Author has written 7 stories for Phantom of the Opera, Sweeney Todd, and Harry Potter.
Hello, my name is Laetitia and I'm from Australia, but with delusions of one day having a home in London and working in NYC.
I intend to be an author and screenwriter one day, and fanfiction is my closet hobby. I am currently in the middle of a history and english teaching degree, which will enable me to earn my crust before I start chasing dreams.
I'm obsessed with quite a few things, but at the moment it's Doctor Who, the Phantom of the Opera, Sweeney Todd, Sherlock Holmes and Harry Potter.
I'm one of those boring types who gets extremely squealy over period dramas. Throw in a top-hat and a carriage and I'll be in line for the movie or novel. Throw in Steampunk and I'll be trampling through everybody to get to the front of the line, screaming wildly. I'm also one of those weird people who gets intrigued by the characters that aren't quite so popular, for example, Percy Weasley from the Harry Potter novels. He intrigues me very much. In theory this has a downside to it, because most people are normal and so my stories should lack readership, however, as I said, that's only in theory. I have been so surprised and grateful by the amount of people who have been following my stories. Either that means I'm more normal than I thought, or we're all a little abnormal.

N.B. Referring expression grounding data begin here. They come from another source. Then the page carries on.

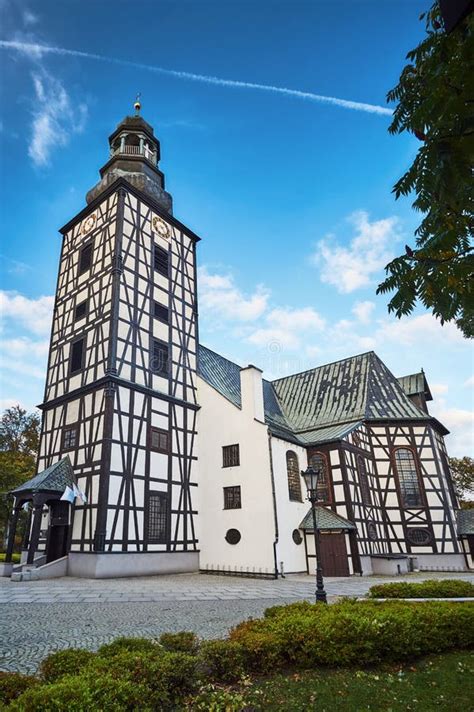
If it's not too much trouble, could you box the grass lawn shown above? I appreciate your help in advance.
[201,651,474,711]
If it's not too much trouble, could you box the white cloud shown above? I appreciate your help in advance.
[352,300,375,324]
[0,290,54,335]
[29,68,87,166]
[464,376,474,388]
[248,306,325,351]
[312,211,401,293]
[431,405,474,457]
[376,313,465,347]
[23,9,38,25]
[198,267,269,323]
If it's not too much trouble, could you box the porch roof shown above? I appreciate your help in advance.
[299,506,356,531]
[11,456,75,497]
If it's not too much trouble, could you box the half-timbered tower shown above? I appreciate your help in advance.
[23,103,200,577]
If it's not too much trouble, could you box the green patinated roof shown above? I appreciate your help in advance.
[11,457,75,497]
[299,506,356,531]
[198,346,433,448]
[273,352,429,432]
[398,371,433,401]
[457,509,474,536]
[297,422,363,446]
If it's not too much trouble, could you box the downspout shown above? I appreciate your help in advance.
[267,429,281,579]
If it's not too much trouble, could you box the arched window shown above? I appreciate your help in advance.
[309,452,331,503]
[286,451,302,502]
[357,455,371,505]
[394,448,423,507]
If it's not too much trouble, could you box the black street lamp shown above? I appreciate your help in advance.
[301,466,327,604]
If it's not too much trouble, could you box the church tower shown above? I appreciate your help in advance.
[37,100,200,576]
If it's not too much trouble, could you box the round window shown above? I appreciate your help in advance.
[292,529,302,545]
[367,522,377,541]
[225,528,241,545]
[407,528,431,546]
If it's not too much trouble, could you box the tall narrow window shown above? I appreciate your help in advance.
[151,340,169,376]
[223,486,241,509]
[286,451,302,502]
[357,455,371,505]
[153,301,169,323]
[147,491,168,543]
[394,448,423,507]
[309,452,331,503]
[154,245,169,277]
[70,337,85,374]
[150,427,169,454]
[222,444,240,468]
[79,242,93,275]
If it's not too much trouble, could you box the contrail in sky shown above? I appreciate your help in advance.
[0,40,392,117]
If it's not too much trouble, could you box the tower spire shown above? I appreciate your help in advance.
[134,93,141,115]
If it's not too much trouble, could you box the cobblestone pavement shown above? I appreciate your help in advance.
[1,571,472,673]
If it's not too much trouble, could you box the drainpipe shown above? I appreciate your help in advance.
[267,429,280,579]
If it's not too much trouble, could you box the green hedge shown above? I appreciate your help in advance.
[368,579,474,599]
[5,600,474,709]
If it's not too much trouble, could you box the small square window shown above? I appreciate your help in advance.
[74,300,88,322]
[70,337,85,374]
[153,302,169,323]
[79,242,93,275]
[62,425,78,450]
[150,340,169,376]
[154,245,168,277]
[224,486,241,510]
[150,427,169,453]
[223,444,240,468]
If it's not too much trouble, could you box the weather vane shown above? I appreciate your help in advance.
[134,93,141,115]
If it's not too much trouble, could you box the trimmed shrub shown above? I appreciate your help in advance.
[159,631,199,654]
[368,579,474,599]
[230,599,474,668]
[39,648,96,683]
[0,673,38,705]
[97,637,161,658]
[82,649,198,705]
[9,673,151,711]
[199,640,246,683]
[264,600,315,619]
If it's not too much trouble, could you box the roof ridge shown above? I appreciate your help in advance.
[271,350,376,384]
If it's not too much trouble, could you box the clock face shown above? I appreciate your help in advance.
[153,216,170,239]
[82,214,96,235]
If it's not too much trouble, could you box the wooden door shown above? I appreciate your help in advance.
[319,531,349,577]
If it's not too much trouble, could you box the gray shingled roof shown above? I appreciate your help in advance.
[198,346,433,448]
[273,352,429,432]
[457,509,474,536]
[299,506,356,531]
[11,457,75,496]
[398,372,433,401]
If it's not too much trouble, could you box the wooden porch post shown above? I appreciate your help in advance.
[27,504,44,565]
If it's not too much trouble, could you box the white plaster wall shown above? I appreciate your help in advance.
[197,378,276,573]
[270,436,308,574]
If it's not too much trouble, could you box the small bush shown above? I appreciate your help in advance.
[82,649,197,705]
[9,673,151,712]
[39,648,96,683]
[0,673,38,705]
[199,640,246,683]
[97,636,161,658]
[368,579,474,599]
[159,631,199,654]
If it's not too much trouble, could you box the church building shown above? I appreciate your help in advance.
[3,105,470,579]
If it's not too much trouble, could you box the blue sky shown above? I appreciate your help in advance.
[0,0,472,456]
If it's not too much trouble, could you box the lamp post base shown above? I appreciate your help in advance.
[315,589,327,604]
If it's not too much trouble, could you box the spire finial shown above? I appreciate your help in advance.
[134,93,141,115]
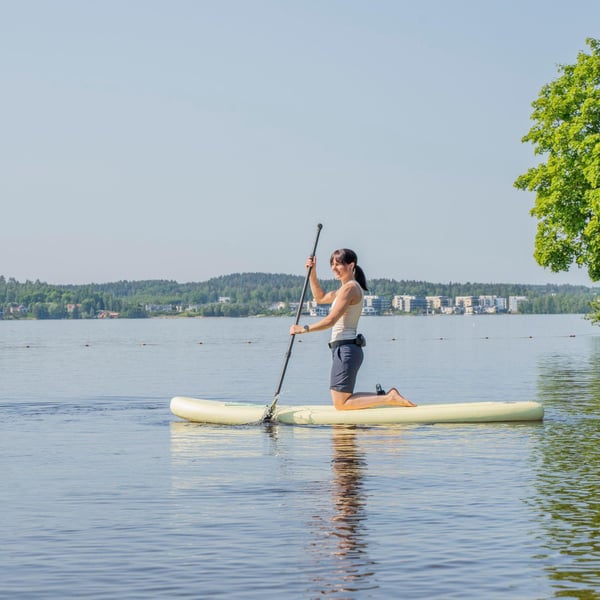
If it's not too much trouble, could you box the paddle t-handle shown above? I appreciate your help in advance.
[263,223,323,421]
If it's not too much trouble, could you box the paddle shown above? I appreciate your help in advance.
[263,223,323,422]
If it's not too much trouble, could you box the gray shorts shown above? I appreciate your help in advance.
[330,344,364,393]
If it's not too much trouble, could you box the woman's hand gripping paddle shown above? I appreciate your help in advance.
[262,223,323,422]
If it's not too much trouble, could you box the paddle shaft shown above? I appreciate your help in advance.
[264,223,323,421]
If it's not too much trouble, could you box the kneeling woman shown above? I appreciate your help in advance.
[290,248,416,410]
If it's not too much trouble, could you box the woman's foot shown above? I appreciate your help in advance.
[388,387,417,407]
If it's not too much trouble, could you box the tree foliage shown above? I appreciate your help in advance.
[515,38,600,281]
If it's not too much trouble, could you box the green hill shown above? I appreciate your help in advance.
[0,273,598,319]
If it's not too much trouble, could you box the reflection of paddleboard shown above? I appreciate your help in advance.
[169,396,544,426]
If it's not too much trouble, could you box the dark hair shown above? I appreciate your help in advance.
[330,248,369,291]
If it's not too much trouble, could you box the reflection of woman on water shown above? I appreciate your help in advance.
[308,427,375,596]
[330,428,368,558]
[290,248,416,410]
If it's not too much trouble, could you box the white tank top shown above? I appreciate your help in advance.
[330,281,363,343]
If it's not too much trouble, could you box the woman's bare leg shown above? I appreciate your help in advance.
[331,387,416,410]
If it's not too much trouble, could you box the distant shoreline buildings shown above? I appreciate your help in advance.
[308,294,530,317]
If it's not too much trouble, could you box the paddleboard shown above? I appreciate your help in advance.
[169,396,544,426]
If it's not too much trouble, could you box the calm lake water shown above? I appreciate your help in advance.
[1,314,599,599]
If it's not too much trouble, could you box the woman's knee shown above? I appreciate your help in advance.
[331,389,352,410]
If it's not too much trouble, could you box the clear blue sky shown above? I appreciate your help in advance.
[2,1,599,285]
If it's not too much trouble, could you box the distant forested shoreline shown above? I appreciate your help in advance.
[0,273,597,319]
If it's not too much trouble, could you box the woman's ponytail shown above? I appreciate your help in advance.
[354,264,369,292]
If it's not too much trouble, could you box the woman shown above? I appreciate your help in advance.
[290,248,416,410]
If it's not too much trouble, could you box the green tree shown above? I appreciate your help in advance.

I would like to apologise to my regular readers. You'll probably notice I've deleted around twenty stories from my account and have only left a few. I really appreciated those who read and reviewed, thank you so much. I'm only going to focus on a few now.
One thing I'd like to say is, reviews are always welcome. And when I say reviews, I don't just mean praise worthy ones (Yes, I'm an attention whore, but I do like constructive criticism too), if you have opinions/advice please feel completely free to tell me. I can't press upon more that I love getting reviews of all types, even if it's just a few words.
Apologies if this profile makes me sound like a twat.
And apologies if I am actually a twat.